# Where's My Cow?



## bjjohns (Jul 14, 2012)

OK, direct rip-off of Terry Pratchett's' kids book, but I found my jersey steer "Slimer" hiding out in the grass. Thought it was funny enough for a pic and a post.


----------



## Royd Wood (Jul 14, 2012)

Bout time we get a calf on pic of the week - are you reading Elvan 
Great pic bj and I think we all have a rip off cutie pic of calf in meadow shot
Heres one of my Galloways from from 2 years ago Emily of Niagara who just gave us a heifer calf 2 weeks ago


----------



## bjjohns (Jul 14, 2012)

I've not had luck posting a pic of the week, I'll try this one.


----------



## Royd Wood (Jul 14, 2012)

Well its one fine looking steer - not that it counts but you have my vote


----------



## bjjohns (Jul 14, 2012)

He does look better in show profile, but since I run a non-standard feed, I won't fight the show circuit folks. I'll just raise him, sell him, and go buy another.
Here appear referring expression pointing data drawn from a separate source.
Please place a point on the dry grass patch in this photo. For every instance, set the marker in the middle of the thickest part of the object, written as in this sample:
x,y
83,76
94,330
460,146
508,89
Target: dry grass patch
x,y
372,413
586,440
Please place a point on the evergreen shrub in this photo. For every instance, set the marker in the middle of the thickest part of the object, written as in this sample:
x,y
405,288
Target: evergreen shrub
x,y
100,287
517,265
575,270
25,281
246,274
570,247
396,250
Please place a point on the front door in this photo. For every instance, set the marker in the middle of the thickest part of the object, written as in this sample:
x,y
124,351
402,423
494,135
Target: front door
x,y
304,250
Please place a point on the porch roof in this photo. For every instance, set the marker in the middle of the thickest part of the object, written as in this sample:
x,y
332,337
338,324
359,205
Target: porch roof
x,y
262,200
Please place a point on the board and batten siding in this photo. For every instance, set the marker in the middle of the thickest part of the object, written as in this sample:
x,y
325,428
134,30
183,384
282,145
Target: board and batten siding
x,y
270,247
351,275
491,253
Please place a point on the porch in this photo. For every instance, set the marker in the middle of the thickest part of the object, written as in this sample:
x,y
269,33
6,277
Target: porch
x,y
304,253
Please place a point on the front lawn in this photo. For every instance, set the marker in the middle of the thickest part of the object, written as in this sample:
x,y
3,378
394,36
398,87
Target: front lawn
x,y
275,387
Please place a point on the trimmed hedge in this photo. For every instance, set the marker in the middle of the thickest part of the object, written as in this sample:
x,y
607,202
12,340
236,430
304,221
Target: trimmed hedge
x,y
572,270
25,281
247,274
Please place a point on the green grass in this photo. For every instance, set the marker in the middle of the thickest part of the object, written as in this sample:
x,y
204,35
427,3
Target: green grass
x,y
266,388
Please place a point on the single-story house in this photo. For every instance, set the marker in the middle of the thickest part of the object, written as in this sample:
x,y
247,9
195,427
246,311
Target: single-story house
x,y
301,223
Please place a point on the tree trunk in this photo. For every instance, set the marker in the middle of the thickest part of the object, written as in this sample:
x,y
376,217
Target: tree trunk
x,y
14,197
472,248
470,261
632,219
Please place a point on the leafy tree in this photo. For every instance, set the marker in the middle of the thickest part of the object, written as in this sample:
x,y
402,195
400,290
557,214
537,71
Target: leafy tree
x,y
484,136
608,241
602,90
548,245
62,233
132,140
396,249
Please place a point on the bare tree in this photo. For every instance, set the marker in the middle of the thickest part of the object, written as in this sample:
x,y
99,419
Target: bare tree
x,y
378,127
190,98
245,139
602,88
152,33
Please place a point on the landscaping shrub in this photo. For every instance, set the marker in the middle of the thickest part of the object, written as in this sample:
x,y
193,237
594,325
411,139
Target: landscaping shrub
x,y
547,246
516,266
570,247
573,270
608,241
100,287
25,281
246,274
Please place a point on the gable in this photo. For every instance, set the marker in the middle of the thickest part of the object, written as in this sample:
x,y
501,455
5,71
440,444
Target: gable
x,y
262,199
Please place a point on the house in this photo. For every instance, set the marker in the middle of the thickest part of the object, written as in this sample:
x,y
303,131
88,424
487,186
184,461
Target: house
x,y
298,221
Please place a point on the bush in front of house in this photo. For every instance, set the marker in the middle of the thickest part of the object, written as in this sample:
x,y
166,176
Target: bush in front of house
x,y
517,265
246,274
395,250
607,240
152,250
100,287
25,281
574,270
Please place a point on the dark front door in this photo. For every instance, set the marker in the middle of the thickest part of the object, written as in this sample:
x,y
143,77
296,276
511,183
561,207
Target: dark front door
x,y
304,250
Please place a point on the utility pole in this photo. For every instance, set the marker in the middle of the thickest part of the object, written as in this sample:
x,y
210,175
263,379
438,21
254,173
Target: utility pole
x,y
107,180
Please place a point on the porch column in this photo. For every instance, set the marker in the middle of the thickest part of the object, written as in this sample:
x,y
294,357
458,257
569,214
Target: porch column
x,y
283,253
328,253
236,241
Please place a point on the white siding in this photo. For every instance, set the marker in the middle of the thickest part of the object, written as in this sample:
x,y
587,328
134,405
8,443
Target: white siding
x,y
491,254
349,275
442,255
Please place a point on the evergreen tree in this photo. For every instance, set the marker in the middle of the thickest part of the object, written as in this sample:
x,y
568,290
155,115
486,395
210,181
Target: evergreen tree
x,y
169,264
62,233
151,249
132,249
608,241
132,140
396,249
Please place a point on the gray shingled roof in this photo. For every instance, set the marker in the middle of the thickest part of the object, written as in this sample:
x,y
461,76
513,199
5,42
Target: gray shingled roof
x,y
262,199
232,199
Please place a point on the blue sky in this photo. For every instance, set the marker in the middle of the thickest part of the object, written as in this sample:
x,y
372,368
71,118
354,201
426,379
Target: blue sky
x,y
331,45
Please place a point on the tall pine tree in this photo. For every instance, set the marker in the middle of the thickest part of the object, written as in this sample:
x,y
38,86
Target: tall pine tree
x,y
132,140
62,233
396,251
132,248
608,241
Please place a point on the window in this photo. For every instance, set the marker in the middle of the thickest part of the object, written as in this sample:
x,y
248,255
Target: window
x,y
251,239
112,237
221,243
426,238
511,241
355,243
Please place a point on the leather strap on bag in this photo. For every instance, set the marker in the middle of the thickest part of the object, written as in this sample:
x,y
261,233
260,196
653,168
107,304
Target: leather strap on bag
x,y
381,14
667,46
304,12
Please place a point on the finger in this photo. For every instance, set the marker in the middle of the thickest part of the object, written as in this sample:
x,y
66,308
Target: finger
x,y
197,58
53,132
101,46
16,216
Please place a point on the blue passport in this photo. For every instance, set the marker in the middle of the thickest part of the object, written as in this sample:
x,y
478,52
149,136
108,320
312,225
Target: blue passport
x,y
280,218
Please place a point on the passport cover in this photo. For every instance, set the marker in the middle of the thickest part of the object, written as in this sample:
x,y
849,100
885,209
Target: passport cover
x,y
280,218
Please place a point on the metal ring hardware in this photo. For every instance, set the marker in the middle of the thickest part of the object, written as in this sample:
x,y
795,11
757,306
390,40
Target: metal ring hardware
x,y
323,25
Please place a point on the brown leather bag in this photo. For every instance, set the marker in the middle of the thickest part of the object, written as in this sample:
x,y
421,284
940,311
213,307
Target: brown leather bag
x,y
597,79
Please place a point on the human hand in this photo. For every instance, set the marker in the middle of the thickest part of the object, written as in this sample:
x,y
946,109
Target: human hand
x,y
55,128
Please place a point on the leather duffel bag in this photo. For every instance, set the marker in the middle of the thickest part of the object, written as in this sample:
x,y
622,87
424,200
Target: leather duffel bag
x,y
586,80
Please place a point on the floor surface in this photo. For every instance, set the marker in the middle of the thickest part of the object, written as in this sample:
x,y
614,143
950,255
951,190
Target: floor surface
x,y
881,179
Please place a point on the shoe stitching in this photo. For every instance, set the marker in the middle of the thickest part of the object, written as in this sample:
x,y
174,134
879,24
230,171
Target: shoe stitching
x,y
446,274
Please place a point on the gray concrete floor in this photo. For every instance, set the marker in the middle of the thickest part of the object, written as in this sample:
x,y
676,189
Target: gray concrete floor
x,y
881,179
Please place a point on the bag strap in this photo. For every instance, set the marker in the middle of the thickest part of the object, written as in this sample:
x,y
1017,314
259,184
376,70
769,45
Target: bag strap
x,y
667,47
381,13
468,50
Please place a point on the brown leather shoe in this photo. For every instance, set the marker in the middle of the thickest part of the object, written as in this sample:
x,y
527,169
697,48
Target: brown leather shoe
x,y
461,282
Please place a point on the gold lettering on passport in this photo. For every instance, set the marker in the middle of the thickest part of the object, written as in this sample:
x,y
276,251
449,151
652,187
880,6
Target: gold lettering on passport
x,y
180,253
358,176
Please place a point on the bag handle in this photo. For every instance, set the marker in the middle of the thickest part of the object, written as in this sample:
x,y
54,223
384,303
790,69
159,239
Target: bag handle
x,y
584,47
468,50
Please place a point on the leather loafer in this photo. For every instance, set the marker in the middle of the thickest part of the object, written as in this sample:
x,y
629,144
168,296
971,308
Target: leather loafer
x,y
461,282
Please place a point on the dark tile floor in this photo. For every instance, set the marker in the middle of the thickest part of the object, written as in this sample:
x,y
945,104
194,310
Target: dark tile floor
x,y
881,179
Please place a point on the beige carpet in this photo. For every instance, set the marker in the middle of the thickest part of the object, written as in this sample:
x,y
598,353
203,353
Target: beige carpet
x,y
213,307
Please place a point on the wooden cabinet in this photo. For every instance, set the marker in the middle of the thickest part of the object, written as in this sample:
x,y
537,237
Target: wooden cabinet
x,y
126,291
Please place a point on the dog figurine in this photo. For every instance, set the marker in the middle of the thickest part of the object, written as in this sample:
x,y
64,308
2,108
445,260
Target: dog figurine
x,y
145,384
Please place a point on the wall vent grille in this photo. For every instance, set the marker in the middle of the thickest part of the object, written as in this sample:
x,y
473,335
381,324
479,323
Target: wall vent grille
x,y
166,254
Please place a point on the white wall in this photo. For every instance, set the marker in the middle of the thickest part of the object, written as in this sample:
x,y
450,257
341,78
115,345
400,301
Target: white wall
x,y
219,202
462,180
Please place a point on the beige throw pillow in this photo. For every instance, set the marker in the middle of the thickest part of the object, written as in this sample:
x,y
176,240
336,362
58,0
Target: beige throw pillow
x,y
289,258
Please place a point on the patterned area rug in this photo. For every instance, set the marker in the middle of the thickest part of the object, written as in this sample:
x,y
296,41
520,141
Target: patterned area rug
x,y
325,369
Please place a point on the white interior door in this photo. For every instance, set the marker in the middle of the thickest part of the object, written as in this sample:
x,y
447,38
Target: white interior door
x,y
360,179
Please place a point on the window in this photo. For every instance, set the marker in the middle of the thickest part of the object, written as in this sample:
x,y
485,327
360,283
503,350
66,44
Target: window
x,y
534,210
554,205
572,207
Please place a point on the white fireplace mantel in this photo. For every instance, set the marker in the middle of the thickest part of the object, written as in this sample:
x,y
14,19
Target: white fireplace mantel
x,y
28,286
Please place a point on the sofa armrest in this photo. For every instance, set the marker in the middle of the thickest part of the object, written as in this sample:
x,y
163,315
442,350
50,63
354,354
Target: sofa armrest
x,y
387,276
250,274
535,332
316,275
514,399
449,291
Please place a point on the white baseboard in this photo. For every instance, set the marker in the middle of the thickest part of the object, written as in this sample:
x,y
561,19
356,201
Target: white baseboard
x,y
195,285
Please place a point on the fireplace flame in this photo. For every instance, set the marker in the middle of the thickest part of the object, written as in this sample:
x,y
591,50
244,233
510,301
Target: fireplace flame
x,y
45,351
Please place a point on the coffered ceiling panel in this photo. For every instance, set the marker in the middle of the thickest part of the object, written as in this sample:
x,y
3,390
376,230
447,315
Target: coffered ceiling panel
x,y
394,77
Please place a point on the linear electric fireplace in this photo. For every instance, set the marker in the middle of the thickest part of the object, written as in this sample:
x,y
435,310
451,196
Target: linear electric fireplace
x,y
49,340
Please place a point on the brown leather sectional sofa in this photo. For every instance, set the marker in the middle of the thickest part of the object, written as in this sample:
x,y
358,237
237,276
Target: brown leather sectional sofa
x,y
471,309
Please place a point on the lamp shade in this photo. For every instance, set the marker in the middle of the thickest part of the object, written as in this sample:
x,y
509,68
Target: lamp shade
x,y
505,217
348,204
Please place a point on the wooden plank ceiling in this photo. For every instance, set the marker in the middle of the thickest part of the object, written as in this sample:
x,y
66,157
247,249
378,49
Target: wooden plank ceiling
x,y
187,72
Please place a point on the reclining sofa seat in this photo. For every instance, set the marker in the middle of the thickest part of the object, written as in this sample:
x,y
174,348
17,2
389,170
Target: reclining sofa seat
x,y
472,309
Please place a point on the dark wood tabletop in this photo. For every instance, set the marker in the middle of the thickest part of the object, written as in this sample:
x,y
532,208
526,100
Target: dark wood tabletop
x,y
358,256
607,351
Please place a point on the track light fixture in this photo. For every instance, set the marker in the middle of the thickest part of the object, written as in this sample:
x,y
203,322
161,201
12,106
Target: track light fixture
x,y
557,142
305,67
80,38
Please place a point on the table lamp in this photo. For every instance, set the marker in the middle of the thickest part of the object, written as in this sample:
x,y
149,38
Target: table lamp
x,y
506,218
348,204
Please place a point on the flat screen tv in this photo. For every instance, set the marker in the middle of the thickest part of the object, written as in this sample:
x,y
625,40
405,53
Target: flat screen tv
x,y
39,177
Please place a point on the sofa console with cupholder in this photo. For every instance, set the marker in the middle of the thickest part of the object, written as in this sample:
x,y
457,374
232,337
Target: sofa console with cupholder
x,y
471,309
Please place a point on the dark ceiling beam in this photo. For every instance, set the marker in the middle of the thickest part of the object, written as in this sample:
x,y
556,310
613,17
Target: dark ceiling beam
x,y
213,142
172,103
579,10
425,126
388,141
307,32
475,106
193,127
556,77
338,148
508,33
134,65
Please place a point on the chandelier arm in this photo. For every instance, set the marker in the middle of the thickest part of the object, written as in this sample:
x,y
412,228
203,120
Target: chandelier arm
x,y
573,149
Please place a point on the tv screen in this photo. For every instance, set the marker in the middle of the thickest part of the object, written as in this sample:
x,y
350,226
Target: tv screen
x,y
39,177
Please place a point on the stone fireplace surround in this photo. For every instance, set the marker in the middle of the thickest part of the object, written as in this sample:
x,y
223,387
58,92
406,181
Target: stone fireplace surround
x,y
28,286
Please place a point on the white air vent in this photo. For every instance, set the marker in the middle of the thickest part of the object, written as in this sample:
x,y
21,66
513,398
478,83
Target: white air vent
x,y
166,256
I tend to get too attracted to them unless they are true idiots.


----------



## Cricket (Jul 15, 2012)

He is cute!  I love those Jerseys with the broader faces.  (Actually, I love best whichever one I'm currently looking at!).  And great name--must have been apt when he was trying to suck your elbow off!


----------



## bjjohns (Jul 15, 2012)

Cricket said:
			
		

> He is cute!  I love those Jerseys with the broader faces.  (Actually, I love best whichever one I'm currently looking at!).  And great name--must have been apt when he was trying to suck your elbow off!


He just slimed everything when he was still on the bottle, it was like some giant snail replaced his tongue.


----------



## autumnprairie (Jul 15, 2012)

bjjohns said:
			
		

> Cricket said:
> 
> 
> 
> ...


----------



## Stubbornhillfarm (Jul 16, 2012)

Cute calves!  Both of them!


----------